= Dotation =

Revenue grants to Napoleon I's supporters

A dotation (/fr/) was a grant of revenues from territory conquered by the First French Empire. The dotations were made by Emperor Napoleon to family members, government figures and military officers as a means of securing their support. Those granted land were known as donataires. The system saw almost 6,000 donataires holding dotations worth, in theory, 30 million francs per year by the time of the Empire's collapse in 1814. The loss of revenue to the conquered states was significant; the Kingdom of Westphalia was never financially solvent under French rule because of the dotation system taking 20% of its income.

== Process ==

Extent of the French Empire in 1812

Napoleon's First French Empire acquired, by conquest, significant land in Europe. As part of Napoleon's transition into Empire, from the French First Republic, he granted various titles of nobility to his supporters. To supplement the titles and to secure support from other figures the dotation system was introduced.

The revenue from part of some conquered states was assigned to the recipient, known as a donataire. The revenues were able to be passed down to the donataire's male heirs, though the recipient was supposed to have sold half of the holding within 20 years and all of it within 40 years (the intention being that the proceeds would be used to buy lands in Metropolitan France).

The lands taken would be land belonging to feudal lords, deposed monarchs or the Catholic Church. Much of the revenue assigned came from dues previously paid to feudal lords. Such a system was against the principles of the French Revolution and even against some parts of the Napoleonic Code but its value in shoring up support for Napoleon led to its widespread use. English-Italian historian Stuart Woolf said of the dotation system "no better example could be given of the unresolvable contradictions between the modernizing ideals of integration of the French administrative class and the practice of exploitation that accompanied the expansion of the Empire". The abolition of the feudal system would have reduced the value of the dotations significantly so any proposed reform was vigorously opposed by the donataires.

The dotation system was supervised by French officials known as superintendents of the extraordinary domains. The land supporting the dotations was not directly administered by the donataire but the dues were collected by French agents on their behalf. Donataires had to swear a personal oath to Napoleon. Most donataires were military officers.

== Scale ==
The dotations varied significantly in value. The French government recorded dotations as one of eleven grades. The top grade consisted of 10 donataires whose dotations ranged in value from 400,000 to 1.5 million francs per year (between 1806 and 1813) including Napoleon's sisters Pauline and Elisa, senior generals Michel Ney, André Masséna, Louis-Nicolas Davout, Jean-de-Dieu Soult and Jean-Baptiste Bessières and senior ministers including Armand-Augustin-Louis de Caulaincourt. Eight donataires in the next grade held dotations worth between 200,000 and 400,000 (with a total combined revenue of 2.8 million). Other dotations were comparatively small; the lowest grade held revenues of 5,000–10,000 each and included 248 individuals with a total income of less than 2 million francs.

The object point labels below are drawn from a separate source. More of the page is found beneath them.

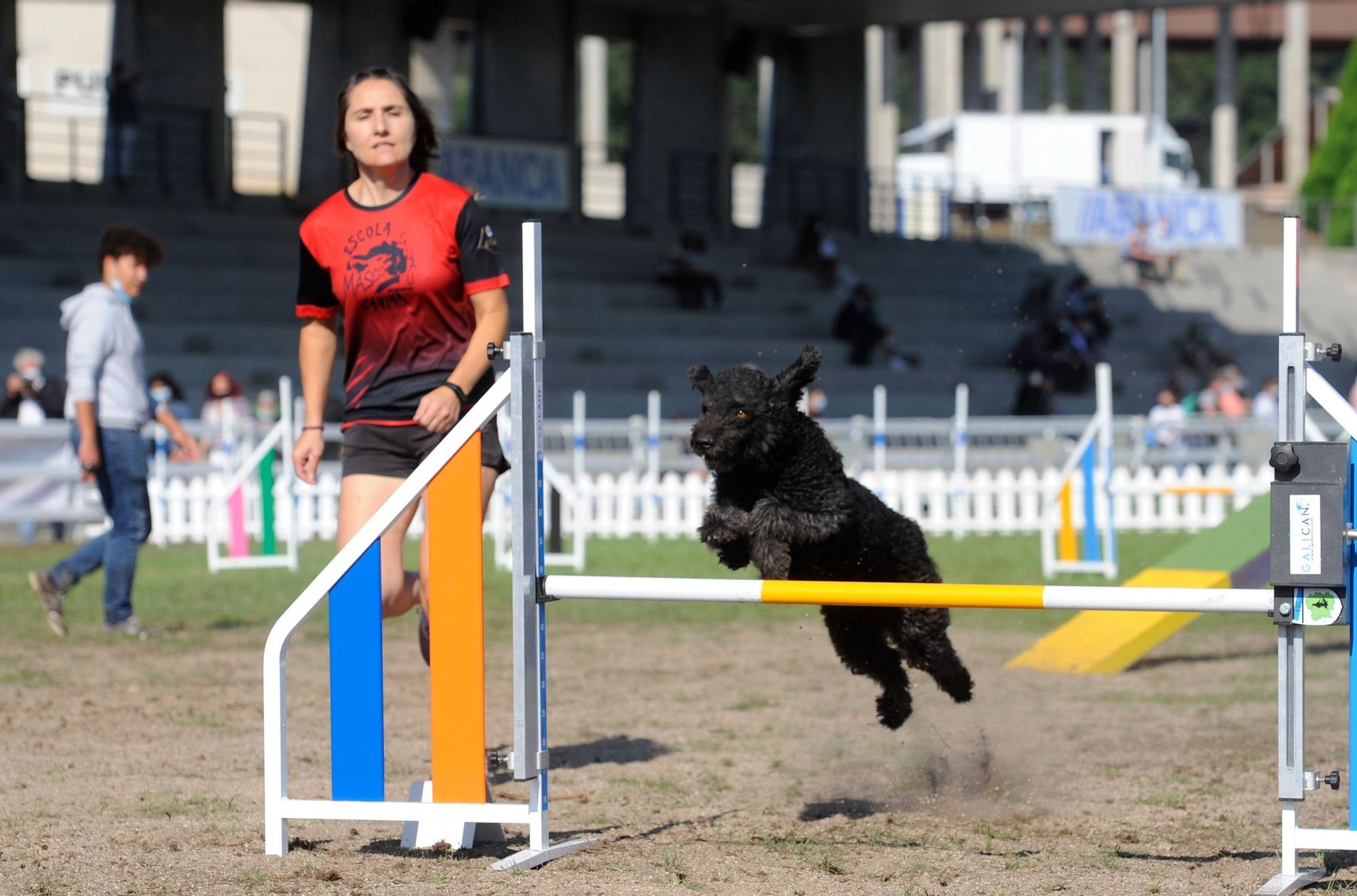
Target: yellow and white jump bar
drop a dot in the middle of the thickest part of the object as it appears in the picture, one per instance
(728, 591)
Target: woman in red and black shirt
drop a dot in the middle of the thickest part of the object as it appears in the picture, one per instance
(409, 262)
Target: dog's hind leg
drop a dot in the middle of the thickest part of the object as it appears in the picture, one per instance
(861, 640)
(923, 640)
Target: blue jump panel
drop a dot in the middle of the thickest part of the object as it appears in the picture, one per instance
(1093, 545)
(358, 766)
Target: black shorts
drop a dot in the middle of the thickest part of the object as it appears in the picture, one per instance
(396, 451)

Non-land related dotations were also known, with the donataire holding an entitlement to a portion of the loot taken by Napoleon's armies in the field. In many cases revenues fell far short of their theoretical value and were the subject of complaints from a large number of donataires.

As much as half of the feudally-held land seized by the French was granted in dotations. The toll on the Kingdom of Westphalia, which lost almost 20% of its revenue, meant that it failed to develop as an independent state and was never fiscally solvent. Some 1,844 dotations were made from land in Italy alone. Only 27 dotations were made from the Duchy of Warsaw in 1807 but these, worth 930,000 francs per year, reduced the duchy's income by a fifth. The 1809 Treaty of Schonbrunn, following the defeat of Austria, allowed a significant increase in dotations from the duchy. By 1814 some 6,000 donataires held dotations worth, on paper, 30 million francs per year.

== End ==
The system collapsed with the loss of territory during the 1813-14 War of the Sixth Coalition and the dotations were effectively annulled by Napoleon's abdication.